Another great aspect of Soulslike combat is how the game low-key rewards you with a smoother game-play if you manage to… for the lack of a better phrase… git gud. For example, there are two different approaches you can take to defense: dodging and blocking. Blocking is the more reliable, but slower way of defending yourself. If you make yourself a full tank (like wearing full Havel Armor) and equip a nice shield, there’s not much that can stand in your way and with enough patience, you can overcome most of the game’s challenges. But the keyword here is “patience” because as a full tank, you’re like a turtle made of rock.
But all the cool kids on Youtube, the ones who make these crazy videos that make you feel insecure about your skills – like Finishing Dark Souls without taking a hit – don’t bother with shields and blocking. Hell, they don’t even bother with armor. They know the patterns of enemy attack so well, they are so confident in their rolling and strafing skills, that they just pick one high-damage weapon, hold it with both hands (which makes it do more damage) and go around Lordran as a butt-naked zombie, one-shotting every monster that comes along their way. Dark Souls makes playing as a glass cannon look like the most badass skill ever.
This is ultimately the main attraction behind Soulslike games, and more generally, “git gud” games, like Cuphead, Ninja Gaiden, and the new DOOM games on a higher difficulty. Contrary to popular belief, git gud games are not simply hard. They can be very hard or very easy depending on your skill level. When people praise the difficulty of Soulslike games, they are not being elitists. If difficulty by itself was a praiseworthy quality, then we would all be worshippers at the altar of 80s arcade games. But the intention behind the difficulty of those games was to persuade kids to feed the arcade machine with more coins. While on the other hand, the difficulty of “git gud” games is calculated and skill reliant.
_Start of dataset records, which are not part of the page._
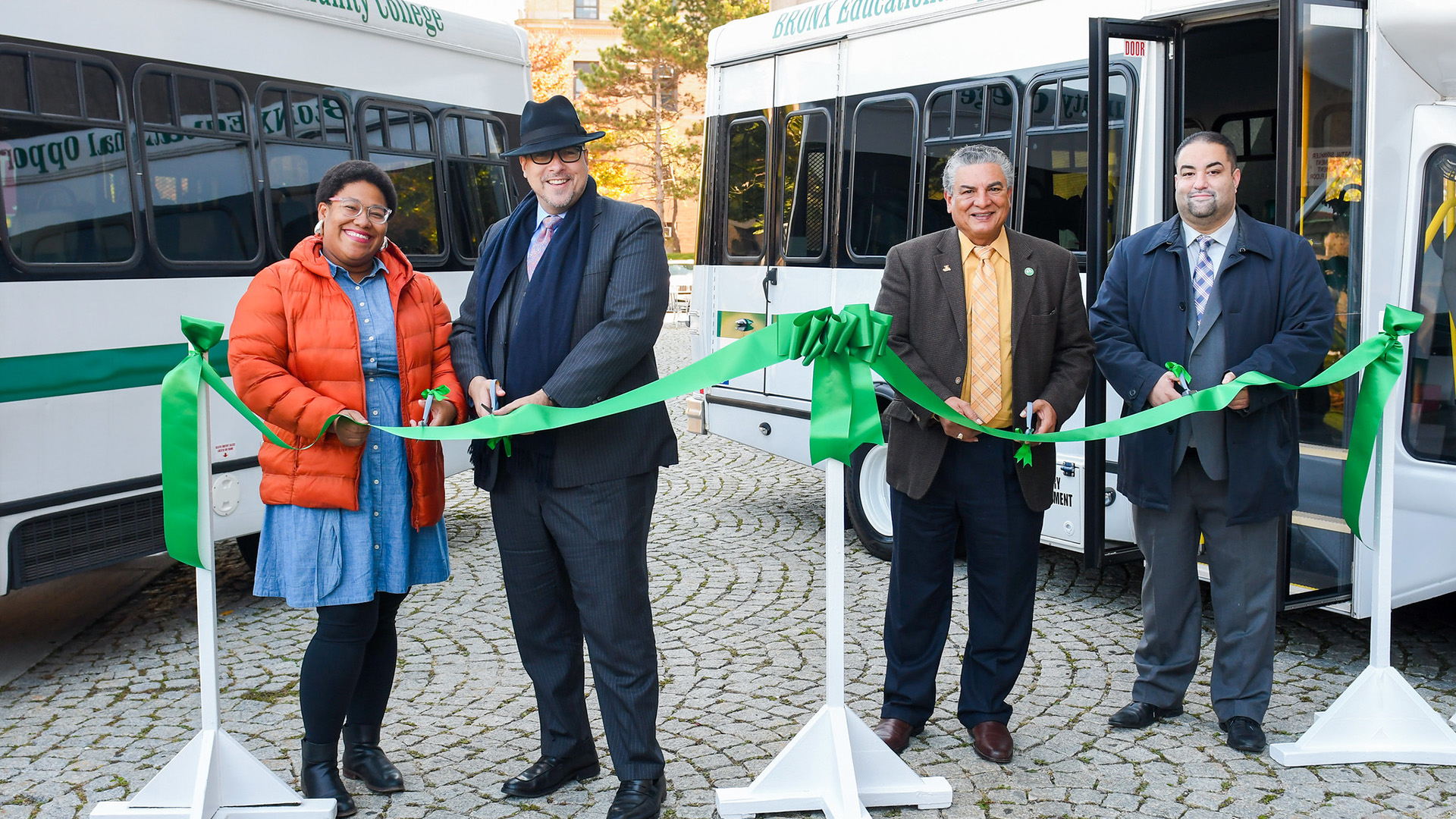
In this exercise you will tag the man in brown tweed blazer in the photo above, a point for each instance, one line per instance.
(990, 319)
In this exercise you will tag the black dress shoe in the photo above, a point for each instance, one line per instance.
(319, 777)
(1142, 714)
(549, 773)
(364, 761)
(638, 799)
(1244, 735)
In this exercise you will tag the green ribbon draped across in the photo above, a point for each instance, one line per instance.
(846, 349)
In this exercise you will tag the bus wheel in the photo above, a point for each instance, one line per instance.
(868, 499)
(248, 548)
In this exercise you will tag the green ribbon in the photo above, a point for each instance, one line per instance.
(182, 465)
(845, 350)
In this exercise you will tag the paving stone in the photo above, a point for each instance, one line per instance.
(736, 557)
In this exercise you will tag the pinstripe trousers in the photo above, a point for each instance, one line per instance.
(574, 563)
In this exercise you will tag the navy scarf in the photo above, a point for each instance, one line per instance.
(542, 335)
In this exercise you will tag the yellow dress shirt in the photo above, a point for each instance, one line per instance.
(1001, 261)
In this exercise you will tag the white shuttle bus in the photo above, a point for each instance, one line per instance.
(153, 156)
(829, 124)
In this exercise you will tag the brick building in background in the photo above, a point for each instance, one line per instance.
(587, 27)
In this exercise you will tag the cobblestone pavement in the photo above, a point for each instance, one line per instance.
(736, 567)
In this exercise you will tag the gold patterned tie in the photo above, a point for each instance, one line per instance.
(984, 338)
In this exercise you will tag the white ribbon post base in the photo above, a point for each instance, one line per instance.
(835, 764)
(1379, 717)
(215, 776)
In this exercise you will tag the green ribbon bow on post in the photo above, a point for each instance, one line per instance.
(845, 347)
(840, 347)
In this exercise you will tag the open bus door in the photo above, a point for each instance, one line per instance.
(1289, 93)
(1159, 46)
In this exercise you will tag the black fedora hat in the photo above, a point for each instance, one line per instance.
(549, 126)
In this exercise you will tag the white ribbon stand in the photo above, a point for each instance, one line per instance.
(1379, 717)
(215, 776)
(835, 764)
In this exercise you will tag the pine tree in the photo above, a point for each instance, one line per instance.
(638, 98)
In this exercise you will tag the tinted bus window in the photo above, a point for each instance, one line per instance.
(66, 181)
(983, 114)
(299, 146)
(476, 180)
(1430, 401)
(1055, 177)
(883, 177)
(200, 175)
(805, 169)
(408, 158)
(747, 187)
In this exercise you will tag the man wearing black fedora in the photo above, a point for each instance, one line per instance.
(565, 303)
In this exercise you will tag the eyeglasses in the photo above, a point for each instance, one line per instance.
(566, 155)
(351, 209)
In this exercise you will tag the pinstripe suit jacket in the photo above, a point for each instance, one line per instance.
(619, 316)
(924, 290)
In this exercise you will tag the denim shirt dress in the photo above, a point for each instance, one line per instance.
(331, 557)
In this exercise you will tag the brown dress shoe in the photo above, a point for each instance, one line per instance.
(992, 742)
(896, 733)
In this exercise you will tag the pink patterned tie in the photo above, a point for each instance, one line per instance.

Dark Souls popularized the notion of “git gud” because it combined RPG depth with flashy hack & slash combat. This combat system didn’t wholly rely on stat-checking; well-timed reactions never became unnecessary as you got stronger. You will always get punished for being careless and making glaring mistakes.
This combat system became even deeper and more satisfying with the addition of “weapon arts” or “skills” in Dark Souls 3 and Elden Ring. In Elden Ring, which is the apex of everything From Software has learned about designing combat systems, every single weapon type (of which there are 31) and every single skill (of which there are around 100) creates a whole different feel to the combat. What makes this more impressive is that by using items called “Ashes of War”, you can change the skill of a weapon, creating an even bigger variety of the ways each weapon works. Add all the game’s weird weapons to the mix, and you’ve got yourself all the RPG depth you need in the world. Honorable mention goes to Ghiza’s Wheel, which is technically a Chainsaw reimagined as a sword/spear, and Hand Ballistas, which temporarily turns Elden Ring into a tank simulator.
And that wraps it up. As they say, all those who reach greatness stand on the shoulders of giants. And Soulsborne games owe their greatness to a lot of giants, from so many different fields. One glaring example of that is the combat system of these games, which takes inspiration from the best possible sources, from the way they look to the way they work.